Telugu Times Technology Desk | Source: Stanford HAI 2026 AI Index
Across every major sector in the United States and India, AI is no longer a future threat — it is a present restructuring force. Worker access to AI tools rose 50% in 2025 alone, and the number of companies with large-scale AI in production is set to double within six months. The shift is no longer gradual.
Where the adoption is happening — and how fast

The jobs picture: USA
The structural pressure on American tech workers is no longer theoretical. Roughly 43 million U.S. jobs face significant AI exposure within a one-year horizon. In software specifically, a near-20% drop in employment among developers aged 22 to 25 is the clearest sign yet that AI is compressing entry-level demand before it reshapes senior roles.
The jobs picture: India
For India, the stakes are more concentrated. Unlike previous automation waves, AI targets precisely the non-routine, white-collar service work India built its tech economy on — BPO, software testing, back-office processing — sectors that anchor the country’s middle class and account for 7.5% of GDP.

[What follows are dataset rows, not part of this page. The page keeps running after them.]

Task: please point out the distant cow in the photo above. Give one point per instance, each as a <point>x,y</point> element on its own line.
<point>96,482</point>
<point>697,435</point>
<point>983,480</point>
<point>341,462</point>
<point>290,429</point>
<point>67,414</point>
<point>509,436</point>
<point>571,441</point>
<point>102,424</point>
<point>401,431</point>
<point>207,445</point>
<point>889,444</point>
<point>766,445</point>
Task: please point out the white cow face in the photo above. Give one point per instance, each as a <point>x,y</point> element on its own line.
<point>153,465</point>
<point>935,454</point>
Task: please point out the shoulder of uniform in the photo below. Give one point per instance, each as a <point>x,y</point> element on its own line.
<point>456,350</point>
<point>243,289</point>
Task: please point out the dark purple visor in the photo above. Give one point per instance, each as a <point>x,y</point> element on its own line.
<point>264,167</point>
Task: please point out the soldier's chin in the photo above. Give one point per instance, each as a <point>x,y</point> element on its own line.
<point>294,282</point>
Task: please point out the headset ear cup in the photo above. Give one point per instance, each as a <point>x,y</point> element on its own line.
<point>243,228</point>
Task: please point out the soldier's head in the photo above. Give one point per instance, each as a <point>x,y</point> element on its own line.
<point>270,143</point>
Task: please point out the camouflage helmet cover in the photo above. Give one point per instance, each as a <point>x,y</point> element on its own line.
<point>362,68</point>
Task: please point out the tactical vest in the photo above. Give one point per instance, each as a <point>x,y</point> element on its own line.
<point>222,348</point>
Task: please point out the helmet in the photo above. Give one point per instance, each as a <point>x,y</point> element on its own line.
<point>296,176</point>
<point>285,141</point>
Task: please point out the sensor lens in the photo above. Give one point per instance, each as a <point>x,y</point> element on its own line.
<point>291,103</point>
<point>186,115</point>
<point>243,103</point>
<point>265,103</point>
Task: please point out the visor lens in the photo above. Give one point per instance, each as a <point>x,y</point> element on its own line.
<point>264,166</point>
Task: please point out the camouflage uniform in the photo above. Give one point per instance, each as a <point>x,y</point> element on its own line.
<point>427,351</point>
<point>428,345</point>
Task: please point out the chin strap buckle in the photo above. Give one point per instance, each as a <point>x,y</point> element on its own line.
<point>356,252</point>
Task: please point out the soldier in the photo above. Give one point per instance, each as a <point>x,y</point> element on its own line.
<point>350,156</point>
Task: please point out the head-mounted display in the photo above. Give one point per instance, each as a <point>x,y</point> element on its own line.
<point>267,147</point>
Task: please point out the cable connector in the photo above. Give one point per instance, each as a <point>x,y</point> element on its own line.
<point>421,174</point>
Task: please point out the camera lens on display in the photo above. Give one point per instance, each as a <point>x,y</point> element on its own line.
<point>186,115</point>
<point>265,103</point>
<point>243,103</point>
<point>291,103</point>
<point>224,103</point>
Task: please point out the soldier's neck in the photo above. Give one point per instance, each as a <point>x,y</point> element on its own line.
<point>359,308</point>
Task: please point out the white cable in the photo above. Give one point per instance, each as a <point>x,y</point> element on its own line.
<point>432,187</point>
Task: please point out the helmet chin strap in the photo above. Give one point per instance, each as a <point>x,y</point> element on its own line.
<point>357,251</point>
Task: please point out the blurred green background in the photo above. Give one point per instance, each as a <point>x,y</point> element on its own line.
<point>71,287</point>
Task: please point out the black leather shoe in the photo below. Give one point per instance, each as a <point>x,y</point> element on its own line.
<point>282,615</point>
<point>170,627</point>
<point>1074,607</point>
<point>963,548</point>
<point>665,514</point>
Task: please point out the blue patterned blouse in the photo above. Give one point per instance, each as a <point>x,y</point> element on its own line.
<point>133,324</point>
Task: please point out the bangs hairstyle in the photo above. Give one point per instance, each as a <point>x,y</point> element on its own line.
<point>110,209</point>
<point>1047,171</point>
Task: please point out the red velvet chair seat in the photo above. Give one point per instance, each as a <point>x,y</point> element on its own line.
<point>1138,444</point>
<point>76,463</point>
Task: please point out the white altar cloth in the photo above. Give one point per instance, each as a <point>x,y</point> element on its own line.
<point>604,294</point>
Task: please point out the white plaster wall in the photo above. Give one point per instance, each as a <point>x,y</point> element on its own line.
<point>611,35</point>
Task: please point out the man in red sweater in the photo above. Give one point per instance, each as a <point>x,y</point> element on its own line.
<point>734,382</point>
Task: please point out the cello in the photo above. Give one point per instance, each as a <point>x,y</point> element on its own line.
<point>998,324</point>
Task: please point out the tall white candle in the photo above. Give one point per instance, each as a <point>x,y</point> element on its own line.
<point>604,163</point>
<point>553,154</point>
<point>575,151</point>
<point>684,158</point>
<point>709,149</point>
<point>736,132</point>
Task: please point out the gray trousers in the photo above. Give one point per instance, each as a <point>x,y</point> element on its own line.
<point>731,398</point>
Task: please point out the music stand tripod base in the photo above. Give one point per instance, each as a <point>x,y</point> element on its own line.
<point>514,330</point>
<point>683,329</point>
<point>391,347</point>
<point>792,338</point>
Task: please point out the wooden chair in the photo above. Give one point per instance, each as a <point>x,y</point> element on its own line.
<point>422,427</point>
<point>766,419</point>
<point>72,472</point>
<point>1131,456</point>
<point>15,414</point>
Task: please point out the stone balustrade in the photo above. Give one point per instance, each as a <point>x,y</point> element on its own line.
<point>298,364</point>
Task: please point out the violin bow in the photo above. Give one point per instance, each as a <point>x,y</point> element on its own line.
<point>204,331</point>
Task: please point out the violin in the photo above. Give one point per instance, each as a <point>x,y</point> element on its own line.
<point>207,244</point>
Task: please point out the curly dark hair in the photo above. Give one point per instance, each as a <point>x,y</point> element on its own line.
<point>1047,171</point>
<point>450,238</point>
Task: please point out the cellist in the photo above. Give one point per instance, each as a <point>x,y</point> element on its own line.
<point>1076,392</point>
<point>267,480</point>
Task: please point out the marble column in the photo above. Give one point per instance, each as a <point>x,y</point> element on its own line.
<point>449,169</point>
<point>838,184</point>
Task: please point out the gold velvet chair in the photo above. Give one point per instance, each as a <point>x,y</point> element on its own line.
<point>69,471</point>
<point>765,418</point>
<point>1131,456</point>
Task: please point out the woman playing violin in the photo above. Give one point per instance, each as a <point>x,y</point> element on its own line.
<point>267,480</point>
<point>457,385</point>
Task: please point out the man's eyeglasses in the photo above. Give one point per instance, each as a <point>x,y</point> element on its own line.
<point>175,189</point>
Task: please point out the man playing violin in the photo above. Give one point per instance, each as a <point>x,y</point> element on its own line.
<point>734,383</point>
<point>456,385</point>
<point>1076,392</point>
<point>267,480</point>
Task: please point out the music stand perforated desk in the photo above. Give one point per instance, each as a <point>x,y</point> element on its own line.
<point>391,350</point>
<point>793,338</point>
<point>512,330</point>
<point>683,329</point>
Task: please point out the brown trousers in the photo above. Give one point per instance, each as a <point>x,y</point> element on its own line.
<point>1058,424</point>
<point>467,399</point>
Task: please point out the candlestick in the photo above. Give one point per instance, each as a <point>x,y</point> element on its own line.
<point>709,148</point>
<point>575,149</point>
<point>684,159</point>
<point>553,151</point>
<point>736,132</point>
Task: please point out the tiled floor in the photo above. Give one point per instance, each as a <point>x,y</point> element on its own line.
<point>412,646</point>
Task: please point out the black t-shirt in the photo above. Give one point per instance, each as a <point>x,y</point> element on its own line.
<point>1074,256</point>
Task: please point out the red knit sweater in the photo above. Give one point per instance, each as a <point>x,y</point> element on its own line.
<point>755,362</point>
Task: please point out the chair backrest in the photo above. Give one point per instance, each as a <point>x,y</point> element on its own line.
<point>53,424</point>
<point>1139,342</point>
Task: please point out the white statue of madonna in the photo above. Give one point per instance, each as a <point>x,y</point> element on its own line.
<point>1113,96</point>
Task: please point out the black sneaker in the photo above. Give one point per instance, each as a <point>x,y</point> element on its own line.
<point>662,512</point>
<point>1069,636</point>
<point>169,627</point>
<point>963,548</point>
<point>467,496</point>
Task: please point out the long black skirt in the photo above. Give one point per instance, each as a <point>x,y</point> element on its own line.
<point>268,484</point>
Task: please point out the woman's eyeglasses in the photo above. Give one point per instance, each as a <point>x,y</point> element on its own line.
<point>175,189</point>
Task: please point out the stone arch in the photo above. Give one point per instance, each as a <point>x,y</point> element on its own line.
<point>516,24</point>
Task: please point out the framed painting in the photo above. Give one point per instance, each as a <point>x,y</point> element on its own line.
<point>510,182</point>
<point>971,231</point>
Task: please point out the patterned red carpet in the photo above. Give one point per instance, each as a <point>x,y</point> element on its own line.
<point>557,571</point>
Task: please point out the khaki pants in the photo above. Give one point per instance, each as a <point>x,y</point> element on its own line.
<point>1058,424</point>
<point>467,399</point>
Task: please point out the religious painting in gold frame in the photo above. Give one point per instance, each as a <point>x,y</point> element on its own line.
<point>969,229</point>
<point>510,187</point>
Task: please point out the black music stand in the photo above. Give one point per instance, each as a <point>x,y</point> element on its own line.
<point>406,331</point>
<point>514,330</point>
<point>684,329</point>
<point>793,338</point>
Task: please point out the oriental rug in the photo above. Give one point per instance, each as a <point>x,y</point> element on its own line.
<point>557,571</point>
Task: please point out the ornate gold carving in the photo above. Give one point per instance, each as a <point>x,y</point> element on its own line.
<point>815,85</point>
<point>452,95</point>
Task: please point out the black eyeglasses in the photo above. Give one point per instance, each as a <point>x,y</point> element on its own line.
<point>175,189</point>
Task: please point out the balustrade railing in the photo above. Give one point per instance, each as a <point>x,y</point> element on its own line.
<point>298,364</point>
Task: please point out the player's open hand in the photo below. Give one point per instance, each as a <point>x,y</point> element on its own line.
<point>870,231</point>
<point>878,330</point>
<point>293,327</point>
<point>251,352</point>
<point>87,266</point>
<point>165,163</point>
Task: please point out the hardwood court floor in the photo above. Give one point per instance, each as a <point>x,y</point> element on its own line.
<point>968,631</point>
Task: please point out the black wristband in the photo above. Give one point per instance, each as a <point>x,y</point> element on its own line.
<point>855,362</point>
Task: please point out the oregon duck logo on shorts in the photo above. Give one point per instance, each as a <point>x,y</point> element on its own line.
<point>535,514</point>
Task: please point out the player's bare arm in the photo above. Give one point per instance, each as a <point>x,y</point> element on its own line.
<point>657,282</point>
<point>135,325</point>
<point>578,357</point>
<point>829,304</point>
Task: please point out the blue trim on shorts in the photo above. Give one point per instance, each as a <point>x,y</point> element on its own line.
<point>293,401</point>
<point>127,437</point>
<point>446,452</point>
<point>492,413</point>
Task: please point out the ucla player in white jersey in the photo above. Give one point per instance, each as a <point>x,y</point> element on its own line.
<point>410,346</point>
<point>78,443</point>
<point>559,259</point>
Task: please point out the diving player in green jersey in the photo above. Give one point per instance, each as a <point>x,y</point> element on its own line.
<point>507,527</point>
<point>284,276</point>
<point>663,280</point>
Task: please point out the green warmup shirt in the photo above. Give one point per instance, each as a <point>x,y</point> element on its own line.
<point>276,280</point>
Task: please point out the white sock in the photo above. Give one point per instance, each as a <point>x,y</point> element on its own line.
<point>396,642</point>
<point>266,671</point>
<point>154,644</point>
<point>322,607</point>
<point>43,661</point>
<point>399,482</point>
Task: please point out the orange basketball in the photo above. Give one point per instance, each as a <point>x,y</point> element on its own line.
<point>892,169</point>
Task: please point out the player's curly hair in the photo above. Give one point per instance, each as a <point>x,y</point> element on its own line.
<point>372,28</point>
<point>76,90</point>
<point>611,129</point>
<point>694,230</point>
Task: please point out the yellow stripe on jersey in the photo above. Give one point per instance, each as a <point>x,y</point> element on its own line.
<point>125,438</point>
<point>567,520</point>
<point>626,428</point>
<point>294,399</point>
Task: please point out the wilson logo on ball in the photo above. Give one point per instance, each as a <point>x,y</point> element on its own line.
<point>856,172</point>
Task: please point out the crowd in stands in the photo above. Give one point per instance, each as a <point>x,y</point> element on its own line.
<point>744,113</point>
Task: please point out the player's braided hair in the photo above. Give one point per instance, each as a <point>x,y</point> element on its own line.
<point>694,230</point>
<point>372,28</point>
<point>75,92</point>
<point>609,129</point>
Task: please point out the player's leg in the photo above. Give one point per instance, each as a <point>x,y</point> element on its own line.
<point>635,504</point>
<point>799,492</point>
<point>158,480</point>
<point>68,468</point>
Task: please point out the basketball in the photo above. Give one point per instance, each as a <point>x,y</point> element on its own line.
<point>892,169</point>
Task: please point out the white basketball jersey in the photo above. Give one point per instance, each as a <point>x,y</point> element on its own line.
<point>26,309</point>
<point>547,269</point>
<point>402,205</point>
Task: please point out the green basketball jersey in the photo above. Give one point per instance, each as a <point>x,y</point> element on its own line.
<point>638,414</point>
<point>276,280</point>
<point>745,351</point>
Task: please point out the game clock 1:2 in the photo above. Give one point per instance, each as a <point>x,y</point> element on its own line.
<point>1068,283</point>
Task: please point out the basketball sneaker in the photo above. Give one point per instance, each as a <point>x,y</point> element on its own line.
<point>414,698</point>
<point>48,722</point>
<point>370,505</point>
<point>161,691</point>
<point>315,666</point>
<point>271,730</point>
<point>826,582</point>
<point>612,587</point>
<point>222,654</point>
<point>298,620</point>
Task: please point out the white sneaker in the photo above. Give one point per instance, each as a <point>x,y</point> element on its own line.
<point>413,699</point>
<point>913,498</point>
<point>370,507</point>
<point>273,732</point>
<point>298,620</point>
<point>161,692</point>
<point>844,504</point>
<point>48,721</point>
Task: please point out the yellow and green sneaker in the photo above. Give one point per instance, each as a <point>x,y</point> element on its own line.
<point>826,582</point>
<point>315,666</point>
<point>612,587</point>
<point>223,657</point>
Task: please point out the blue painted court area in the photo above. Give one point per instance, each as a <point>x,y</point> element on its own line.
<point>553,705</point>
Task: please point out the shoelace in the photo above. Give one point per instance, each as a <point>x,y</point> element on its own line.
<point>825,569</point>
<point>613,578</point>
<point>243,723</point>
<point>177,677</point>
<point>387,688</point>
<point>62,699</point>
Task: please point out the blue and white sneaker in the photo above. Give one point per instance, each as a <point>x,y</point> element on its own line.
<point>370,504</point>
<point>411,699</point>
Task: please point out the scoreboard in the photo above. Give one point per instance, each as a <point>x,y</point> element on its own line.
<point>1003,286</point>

The rupture is already showing in hiring. India’s IT majors once absorbed 600,000 engineering graduates a year. Analysts warn that 20 to 25% of new graduates may remain unemployed, with ripple effects spreading across India’s services-dependent urban economy. At the firm level, TCS has cut over 12,000 positions at middle and senior levels, and in the first quarter of 2026 alone, Indian IT and BPO companies may have filed more U.S. WARN layoff notices than in all of 2025.
“We’ve been asking our teams how we can deliver twice the revenue with half the people.”
— C. Vijayakumar, CEO, HCL Technologies

The escape route — if there is one
The picture is not uniformly bleak. Infosys is embedding AI into its core banking and insurance platforms, opening new roles in AI engineering and data science. India’s Economic Survey 2025–26 notes that early evidence from advanced economies has “begun to temper some of the more extreme predictions.” The caveat is sharp: Nasscom says whether the industry is a net employer or net loser “depends on the actions we take.” With fewer than 20% of IT workers currently trained in AI and one million professionals needed by year-end, the skills gap is the defining challenge of this moment.
For the Telugu-speaking workforce — concentrated in India’s tech hubs and spread across American firms from Seattle to San Jose — the message is clear: retraining is no longer optional, it is mandatory.